Ahora, el tándem formado por Mehdi Idir y Grand Corps Malade se encarga de sumergir al espectador en un instituto de los suburbios parisinos en ‘Los profesores de Saint – Denis’ para contar a través de los adolescentes y los adultos, cómo es el día a día de un centro que se enfrenta a innumerables problemas que van más allá del espectro educativo, como la pobreza, la delincuencia o la falta de referentes.
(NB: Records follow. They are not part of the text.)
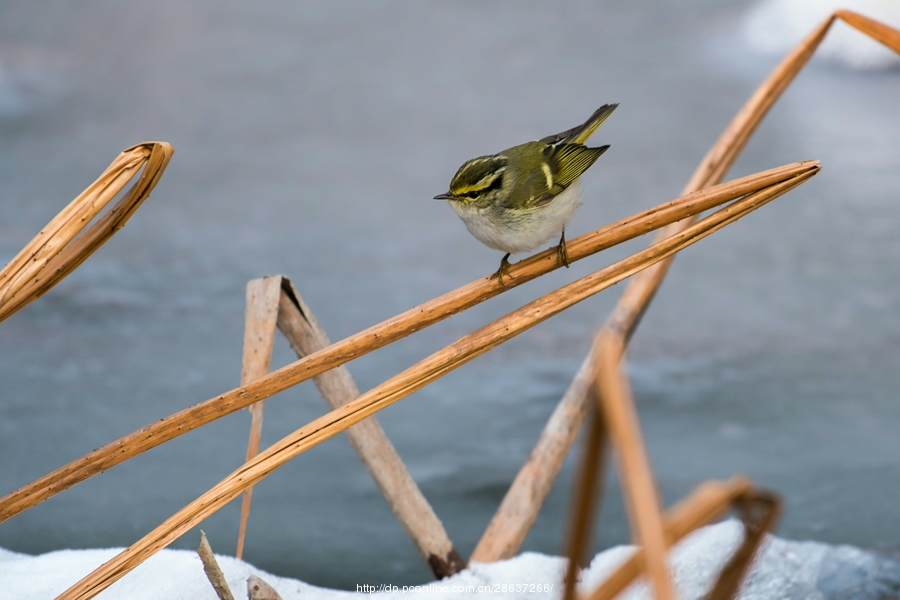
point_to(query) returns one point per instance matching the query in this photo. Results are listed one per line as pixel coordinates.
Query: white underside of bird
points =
(521, 231)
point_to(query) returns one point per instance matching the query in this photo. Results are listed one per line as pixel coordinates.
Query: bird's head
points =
(478, 182)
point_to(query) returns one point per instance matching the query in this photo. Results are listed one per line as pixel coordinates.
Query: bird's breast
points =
(520, 230)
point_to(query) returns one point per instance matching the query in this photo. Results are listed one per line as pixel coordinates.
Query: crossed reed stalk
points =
(53, 254)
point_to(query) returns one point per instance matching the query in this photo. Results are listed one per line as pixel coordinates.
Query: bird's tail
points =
(580, 134)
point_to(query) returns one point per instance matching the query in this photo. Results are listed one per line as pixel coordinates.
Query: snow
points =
(776, 26)
(786, 569)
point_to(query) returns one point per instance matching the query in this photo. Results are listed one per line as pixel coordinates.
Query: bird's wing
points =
(581, 133)
(569, 161)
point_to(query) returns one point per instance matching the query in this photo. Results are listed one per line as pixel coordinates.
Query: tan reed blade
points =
(53, 254)
(212, 569)
(375, 337)
(519, 508)
(259, 337)
(298, 324)
(585, 495)
(638, 484)
(704, 505)
(640, 291)
(407, 382)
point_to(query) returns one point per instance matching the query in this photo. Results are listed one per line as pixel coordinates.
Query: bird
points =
(520, 198)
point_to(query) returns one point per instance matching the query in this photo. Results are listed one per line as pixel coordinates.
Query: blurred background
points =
(310, 139)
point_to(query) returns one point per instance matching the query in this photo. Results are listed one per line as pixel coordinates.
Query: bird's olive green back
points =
(530, 175)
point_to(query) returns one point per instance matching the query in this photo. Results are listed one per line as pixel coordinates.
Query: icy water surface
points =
(310, 140)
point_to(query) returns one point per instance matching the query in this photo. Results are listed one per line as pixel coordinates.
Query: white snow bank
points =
(776, 26)
(785, 570)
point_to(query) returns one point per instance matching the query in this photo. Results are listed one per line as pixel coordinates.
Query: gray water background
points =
(310, 138)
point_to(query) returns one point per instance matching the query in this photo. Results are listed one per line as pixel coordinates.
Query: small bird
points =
(519, 198)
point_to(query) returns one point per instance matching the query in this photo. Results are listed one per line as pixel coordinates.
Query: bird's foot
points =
(503, 270)
(562, 252)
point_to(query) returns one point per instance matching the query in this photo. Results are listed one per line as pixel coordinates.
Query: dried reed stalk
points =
(408, 503)
(213, 570)
(638, 484)
(721, 156)
(384, 333)
(709, 500)
(586, 493)
(53, 254)
(760, 511)
(640, 291)
(259, 336)
(410, 380)
(519, 508)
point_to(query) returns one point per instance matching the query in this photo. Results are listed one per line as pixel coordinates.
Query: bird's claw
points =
(503, 270)
(562, 252)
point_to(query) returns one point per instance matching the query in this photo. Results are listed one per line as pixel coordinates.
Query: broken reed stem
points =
(585, 495)
(759, 511)
(435, 366)
(519, 508)
(212, 570)
(260, 318)
(53, 254)
(386, 332)
(368, 439)
(627, 313)
(638, 485)
(721, 156)
(706, 503)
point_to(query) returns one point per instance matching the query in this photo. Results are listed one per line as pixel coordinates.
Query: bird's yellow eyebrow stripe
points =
(482, 183)
(546, 169)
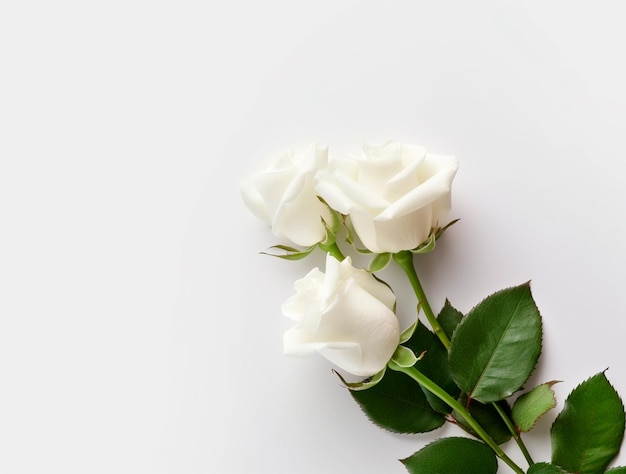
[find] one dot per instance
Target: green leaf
(404, 357)
(495, 347)
(426, 246)
(452, 456)
(545, 468)
(531, 406)
(487, 417)
(408, 332)
(449, 317)
(588, 433)
(433, 364)
(379, 262)
(397, 403)
(291, 253)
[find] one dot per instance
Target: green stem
(405, 260)
(440, 393)
(514, 433)
(332, 249)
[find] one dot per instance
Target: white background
(140, 330)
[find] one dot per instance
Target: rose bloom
(394, 193)
(284, 196)
(346, 315)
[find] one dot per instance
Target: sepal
(363, 384)
(291, 253)
(531, 406)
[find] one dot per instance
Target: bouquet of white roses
(390, 204)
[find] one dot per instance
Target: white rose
(394, 194)
(284, 196)
(346, 315)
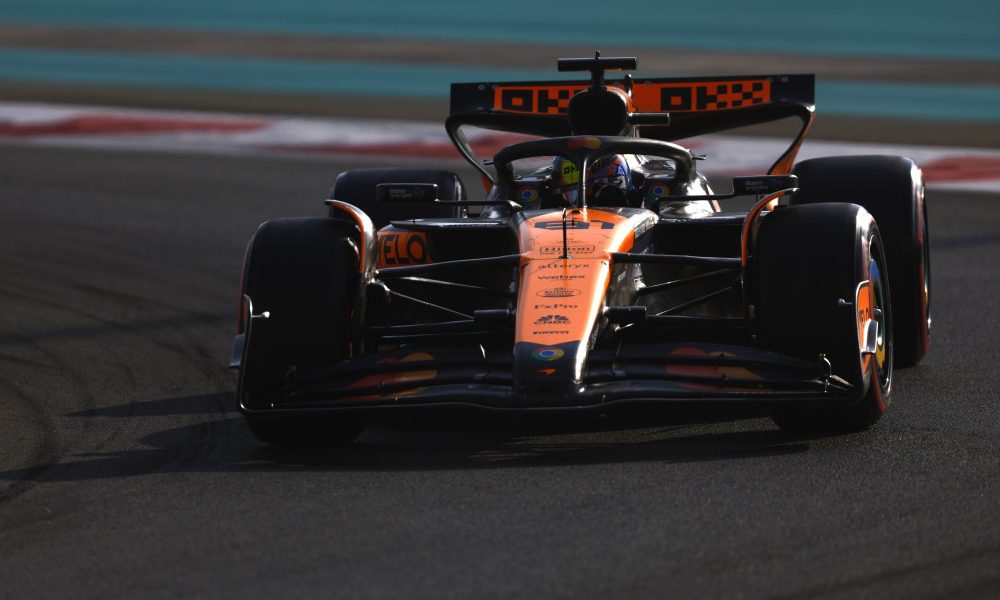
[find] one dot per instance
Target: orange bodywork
(561, 298)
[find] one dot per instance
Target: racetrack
(125, 470)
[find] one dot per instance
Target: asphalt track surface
(125, 470)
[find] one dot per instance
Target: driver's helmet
(611, 171)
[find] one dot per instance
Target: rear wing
(665, 109)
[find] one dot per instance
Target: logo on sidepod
(547, 353)
(559, 293)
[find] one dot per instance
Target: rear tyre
(808, 259)
(891, 188)
(357, 187)
(304, 273)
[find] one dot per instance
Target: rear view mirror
(406, 192)
(763, 184)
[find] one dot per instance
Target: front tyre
(823, 289)
(303, 272)
(891, 188)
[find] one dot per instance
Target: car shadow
(218, 441)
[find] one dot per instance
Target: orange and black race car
(601, 273)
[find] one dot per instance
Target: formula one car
(600, 274)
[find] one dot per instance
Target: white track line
(975, 169)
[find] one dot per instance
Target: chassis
(400, 299)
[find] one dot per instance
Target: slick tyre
(357, 187)
(891, 188)
(811, 265)
(304, 274)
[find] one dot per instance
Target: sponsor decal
(689, 96)
(572, 224)
(397, 248)
(577, 249)
(546, 100)
(547, 353)
(552, 320)
(559, 292)
(562, 277)
(562, 265)
(701, 96)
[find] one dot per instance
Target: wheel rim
(883, 318)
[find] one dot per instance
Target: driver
(609, 181)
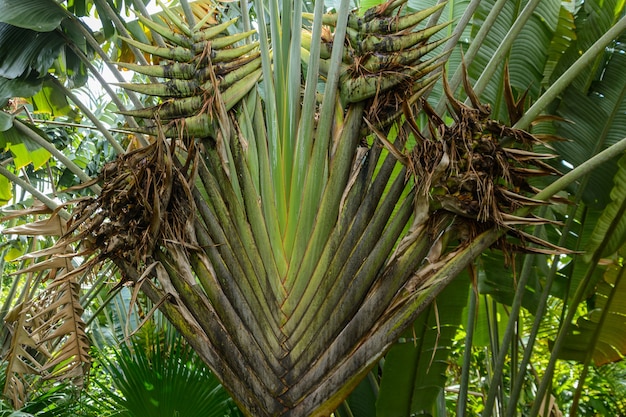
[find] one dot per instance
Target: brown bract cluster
(479, 169)
(145, 202)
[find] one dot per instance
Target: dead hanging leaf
(36, 209)
(54, 226)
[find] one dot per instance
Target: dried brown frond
(488, 165)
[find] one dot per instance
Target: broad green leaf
(6, 190)
(6, 121)
(36, 54)
(415, 367)
(24, 157)
(527, 57)
(499, 281)
(609, 312)
(19, 87)
(362, 401)
(52, 100)
(593, 120)
(564, 34)
(592, 20)
(38, 15)
(606, 222)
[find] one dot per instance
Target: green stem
(94, 119)
(599, 326)
(191, 20)
(504, 47)
(119, 25)
(473, 48)
(56, 153)
(516, 387)
(573, 71)
(51, 204)
(461, 405)
(582, 289)
(496, 379)
(582, 170)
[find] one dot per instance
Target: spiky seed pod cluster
(384, 60)
(467, 169)
(145, 201)
(197, 64)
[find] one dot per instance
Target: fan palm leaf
(289, 215)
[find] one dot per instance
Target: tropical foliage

“Queríamos intentar abordar problemas que formaran parte de la vida de estos chicos, pero sin subrayar o meter el dedo en la llaga”, cuenta Grand Corps Malade a EL PERIÓDICO. “En estas zonas hay muchos problemas que afectan irremediablemente al futuro de estos estudiantes y la educación puede ser un arma para abrir nuevos horizontes”.
Se trata de la segunda película que dirigen Idir y Grand Corps Malade, sobrenombre de Fabien Marsaud después de un accidente que casi lo condena a una silla de ruedas para siempre. Precisamente esta terrible experiencia fue el núcleo de su primera película, ‘Patients’, en la que contaba su proceso de recuperación.
La pareja de directores se conoció en el ambiente musical slam a principios de los dos mil. Por eso, ambos entienden tanto la música como el cine como un arma para hablar de los problemas que les preocupan. “Como directores todavía estamos empezando, pero tenemos claro que, por el momento, lo mejor es hablar de temas que conocemos de primera mano. En este caso, los dos estudiamos en institutos de Saint – Denis, sabemos los problemas a los que se enfrentan esos chicos, lo desorientados que están y que las políticas educativas no llegan a ser demasiado efectivas en las zonas marginales”.
A pesar de tratar cuestiones duras, una de sus máximas es no perder el sentido del humor. Es una de sus tablas de salvación, y también la música, por supuesto, hasta el punto de que escribieron el guion teniendo en cuenta las canciones que acompañarían cada una de las escenas.
Para ellos la adolescencia es una época tumultuosa, llena de cambios, en la que te obligan a pensar en el futuro mientras tú estás más interesado en quemar el presente. “Todavía no estás preparado para hacerte responsable de tu mañana. Por eso nuestros personajes favoritos son los que encuentran un interés por algo, uno por el cine, otro por la música. Pero también salen arquitectos y abogados de Saint – Denis, hay que romper con los clichés clasistas que determinan que vas a ser un delincuente porque te has criado en un barrio determinado”.